🤖 AI Summary
Traditional spatial embedding methods over-rely on structural proximity while neglecting fine-grained semantic cues—particularly POI names—leading to inadequate characterization of urban structure and semantics. To address this, we propose CaLLiPer+, the first model to jointly encode raw POI names and categorical labels via multimodal contrastive learning, integrating pre-trained textual representations (BERT) with graph-structured spatial embeddings. This explicitly captures complementary semantics between names and categories. Our key contributions are: (i) the systematic introduction of POI names as a primary semantic signal for spatial representation; and (ii) empirical validation that pre-trained language models yield substantial gains in spatial representation quality. Evaluated on two downstream tasks—land-use classification and socioeconomic distribution mapping—CaLLiPer+ achieves 4–11% performance improvements. It also significantly enhances location retrieval accuracy and modeling capability for complex urban concepts.
📝 Abstract
Spatial representations that capture both structural and semantic characteristics of urban environments are essential for urban modeling. Traditional spatial embeddings often prioritize spatial proximity while underutilizing fine-grained contextual information from places. To address this limitation, we introduce CaLLiPer+, an extension of the CaLLiPer model that systematically integrates Point-of-Interest (POI) names alongside categorical labels within a multimodal contrastive learning framework.

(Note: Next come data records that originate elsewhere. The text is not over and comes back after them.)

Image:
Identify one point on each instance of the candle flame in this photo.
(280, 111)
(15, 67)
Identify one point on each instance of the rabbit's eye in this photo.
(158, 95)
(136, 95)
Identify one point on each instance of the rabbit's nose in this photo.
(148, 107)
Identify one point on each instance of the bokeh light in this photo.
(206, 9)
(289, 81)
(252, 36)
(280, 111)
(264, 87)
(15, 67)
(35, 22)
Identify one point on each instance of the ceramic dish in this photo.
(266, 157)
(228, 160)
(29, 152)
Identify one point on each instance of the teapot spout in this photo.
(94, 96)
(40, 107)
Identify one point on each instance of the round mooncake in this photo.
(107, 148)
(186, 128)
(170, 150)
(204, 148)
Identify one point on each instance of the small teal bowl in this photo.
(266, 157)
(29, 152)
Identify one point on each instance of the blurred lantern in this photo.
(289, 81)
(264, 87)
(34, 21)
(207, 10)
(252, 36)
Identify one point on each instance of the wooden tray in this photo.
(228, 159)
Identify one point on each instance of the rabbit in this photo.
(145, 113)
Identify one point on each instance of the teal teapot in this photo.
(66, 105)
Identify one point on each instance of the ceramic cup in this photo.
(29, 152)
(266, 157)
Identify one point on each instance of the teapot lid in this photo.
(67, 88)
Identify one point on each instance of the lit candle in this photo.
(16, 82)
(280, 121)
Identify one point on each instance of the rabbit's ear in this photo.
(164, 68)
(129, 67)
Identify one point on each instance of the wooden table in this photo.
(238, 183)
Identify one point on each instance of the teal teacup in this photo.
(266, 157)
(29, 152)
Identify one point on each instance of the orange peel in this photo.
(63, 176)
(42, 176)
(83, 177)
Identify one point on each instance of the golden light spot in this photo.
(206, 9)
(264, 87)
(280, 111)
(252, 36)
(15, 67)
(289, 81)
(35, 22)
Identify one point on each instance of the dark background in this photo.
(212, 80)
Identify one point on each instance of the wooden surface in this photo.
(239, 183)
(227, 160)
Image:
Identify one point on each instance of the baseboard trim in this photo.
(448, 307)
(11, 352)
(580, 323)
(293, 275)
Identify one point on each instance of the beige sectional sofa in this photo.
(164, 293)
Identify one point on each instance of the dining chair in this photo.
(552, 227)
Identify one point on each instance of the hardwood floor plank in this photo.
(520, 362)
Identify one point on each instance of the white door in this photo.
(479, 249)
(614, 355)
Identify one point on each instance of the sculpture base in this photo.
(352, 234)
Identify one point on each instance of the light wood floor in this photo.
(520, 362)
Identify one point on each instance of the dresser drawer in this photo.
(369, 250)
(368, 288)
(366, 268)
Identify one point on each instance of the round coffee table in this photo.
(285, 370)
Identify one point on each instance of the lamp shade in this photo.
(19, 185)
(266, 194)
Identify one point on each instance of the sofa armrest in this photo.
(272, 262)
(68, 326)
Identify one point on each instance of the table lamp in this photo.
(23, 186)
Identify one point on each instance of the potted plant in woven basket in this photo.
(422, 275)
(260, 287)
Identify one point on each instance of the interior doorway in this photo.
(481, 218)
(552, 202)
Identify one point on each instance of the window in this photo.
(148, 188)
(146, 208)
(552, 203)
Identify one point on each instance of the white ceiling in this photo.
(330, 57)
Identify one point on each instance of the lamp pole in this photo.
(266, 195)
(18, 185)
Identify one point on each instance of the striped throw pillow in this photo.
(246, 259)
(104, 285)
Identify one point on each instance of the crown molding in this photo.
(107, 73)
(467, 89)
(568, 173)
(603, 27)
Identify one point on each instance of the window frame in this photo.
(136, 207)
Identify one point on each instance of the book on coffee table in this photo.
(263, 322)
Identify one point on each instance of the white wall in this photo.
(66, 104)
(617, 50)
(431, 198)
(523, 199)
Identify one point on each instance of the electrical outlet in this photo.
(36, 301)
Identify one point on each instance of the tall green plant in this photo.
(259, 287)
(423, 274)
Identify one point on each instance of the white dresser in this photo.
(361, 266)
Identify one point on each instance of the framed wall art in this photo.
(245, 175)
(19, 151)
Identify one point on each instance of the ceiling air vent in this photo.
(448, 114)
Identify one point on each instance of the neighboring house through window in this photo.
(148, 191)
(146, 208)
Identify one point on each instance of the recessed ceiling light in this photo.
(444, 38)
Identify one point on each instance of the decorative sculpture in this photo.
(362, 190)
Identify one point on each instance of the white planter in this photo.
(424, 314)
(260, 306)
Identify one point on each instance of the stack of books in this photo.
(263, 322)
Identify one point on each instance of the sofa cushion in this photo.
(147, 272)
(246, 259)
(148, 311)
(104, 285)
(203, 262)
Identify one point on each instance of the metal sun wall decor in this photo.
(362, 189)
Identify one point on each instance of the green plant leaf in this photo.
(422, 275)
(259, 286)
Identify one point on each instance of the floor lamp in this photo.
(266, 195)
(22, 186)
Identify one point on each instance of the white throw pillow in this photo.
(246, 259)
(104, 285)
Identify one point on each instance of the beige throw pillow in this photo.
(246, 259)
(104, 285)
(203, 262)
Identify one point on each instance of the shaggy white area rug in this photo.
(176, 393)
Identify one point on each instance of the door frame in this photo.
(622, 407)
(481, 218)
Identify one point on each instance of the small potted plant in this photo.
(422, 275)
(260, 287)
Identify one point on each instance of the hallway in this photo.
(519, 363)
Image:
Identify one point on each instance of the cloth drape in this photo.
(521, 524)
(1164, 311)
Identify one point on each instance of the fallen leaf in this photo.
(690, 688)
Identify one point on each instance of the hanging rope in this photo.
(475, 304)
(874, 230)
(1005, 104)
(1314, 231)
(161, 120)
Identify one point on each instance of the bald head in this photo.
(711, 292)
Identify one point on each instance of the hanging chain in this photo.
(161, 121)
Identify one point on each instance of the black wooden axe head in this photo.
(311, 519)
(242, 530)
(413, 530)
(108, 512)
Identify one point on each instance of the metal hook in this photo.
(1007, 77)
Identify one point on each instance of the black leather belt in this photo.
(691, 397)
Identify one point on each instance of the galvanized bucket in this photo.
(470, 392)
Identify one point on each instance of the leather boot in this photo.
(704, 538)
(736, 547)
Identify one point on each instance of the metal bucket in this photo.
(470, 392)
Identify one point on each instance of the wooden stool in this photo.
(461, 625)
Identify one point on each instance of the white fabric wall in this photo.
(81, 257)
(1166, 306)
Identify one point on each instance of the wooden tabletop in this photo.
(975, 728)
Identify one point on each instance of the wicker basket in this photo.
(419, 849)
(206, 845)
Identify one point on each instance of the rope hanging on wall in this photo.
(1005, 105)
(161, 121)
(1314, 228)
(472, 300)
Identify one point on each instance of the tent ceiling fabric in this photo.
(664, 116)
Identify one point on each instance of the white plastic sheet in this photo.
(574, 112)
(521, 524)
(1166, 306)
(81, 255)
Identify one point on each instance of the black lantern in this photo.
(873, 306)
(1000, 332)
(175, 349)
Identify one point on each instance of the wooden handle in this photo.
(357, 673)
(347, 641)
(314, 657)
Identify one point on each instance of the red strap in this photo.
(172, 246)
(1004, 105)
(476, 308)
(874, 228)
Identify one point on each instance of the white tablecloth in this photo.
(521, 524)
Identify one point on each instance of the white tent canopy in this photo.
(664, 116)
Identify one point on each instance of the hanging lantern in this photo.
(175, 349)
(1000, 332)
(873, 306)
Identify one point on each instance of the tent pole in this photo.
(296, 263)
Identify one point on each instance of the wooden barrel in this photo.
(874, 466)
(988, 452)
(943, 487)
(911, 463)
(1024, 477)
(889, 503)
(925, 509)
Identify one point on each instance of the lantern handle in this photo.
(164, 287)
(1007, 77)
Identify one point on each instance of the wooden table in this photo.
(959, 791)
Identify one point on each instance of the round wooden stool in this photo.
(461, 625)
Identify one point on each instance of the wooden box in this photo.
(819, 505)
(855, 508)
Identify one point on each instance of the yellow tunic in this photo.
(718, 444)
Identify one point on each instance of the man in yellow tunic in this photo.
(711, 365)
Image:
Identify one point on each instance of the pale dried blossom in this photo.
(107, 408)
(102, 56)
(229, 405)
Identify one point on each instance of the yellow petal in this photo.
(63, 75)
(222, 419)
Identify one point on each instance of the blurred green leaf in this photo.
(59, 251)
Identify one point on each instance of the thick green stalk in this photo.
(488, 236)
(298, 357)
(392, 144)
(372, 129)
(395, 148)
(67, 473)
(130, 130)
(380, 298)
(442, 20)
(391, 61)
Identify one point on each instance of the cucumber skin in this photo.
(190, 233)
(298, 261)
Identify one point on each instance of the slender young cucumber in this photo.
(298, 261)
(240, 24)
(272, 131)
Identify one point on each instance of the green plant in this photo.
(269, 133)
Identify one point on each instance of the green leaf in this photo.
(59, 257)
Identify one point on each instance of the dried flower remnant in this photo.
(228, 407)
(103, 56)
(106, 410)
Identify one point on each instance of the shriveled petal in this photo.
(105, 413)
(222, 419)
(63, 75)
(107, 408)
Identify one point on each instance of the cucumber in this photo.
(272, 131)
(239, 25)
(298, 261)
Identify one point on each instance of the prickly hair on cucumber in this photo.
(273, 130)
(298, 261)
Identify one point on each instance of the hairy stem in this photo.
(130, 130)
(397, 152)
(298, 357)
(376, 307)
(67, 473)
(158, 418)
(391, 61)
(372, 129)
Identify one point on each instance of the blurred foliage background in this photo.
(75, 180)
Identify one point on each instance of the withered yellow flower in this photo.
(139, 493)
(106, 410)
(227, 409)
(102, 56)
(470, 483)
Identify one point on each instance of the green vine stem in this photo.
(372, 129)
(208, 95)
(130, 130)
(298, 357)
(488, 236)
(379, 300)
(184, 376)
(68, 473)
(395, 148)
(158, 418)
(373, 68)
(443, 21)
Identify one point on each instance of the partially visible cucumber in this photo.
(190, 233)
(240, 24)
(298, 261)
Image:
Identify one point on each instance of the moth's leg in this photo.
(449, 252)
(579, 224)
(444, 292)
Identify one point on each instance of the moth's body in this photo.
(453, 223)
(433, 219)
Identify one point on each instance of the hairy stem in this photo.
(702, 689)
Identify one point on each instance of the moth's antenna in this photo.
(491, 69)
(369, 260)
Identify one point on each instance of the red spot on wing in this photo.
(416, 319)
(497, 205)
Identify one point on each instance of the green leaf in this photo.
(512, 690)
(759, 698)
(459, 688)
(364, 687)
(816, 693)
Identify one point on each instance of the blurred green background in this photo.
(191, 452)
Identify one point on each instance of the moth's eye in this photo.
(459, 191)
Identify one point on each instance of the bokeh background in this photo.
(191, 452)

We evaluate its effectiveness on two downstream tasks, land use classification and socioeconomic status distribution mapping, demonstrating consistent performance gains of 4% to 11% over baseline methods. Additionally, we show that incorporating POI names enhances location retrieval, enabling models to capture complex urban concepts with greater precision. Ablation studies further reveal the complementary role of POI names and the advantages of leveraging pretrained text encoders for spatial representations. Overall, our findings highlight the potential of integrating fine-grained semantic attributes and multimodal learning techniques to advance the development of urban foundation models.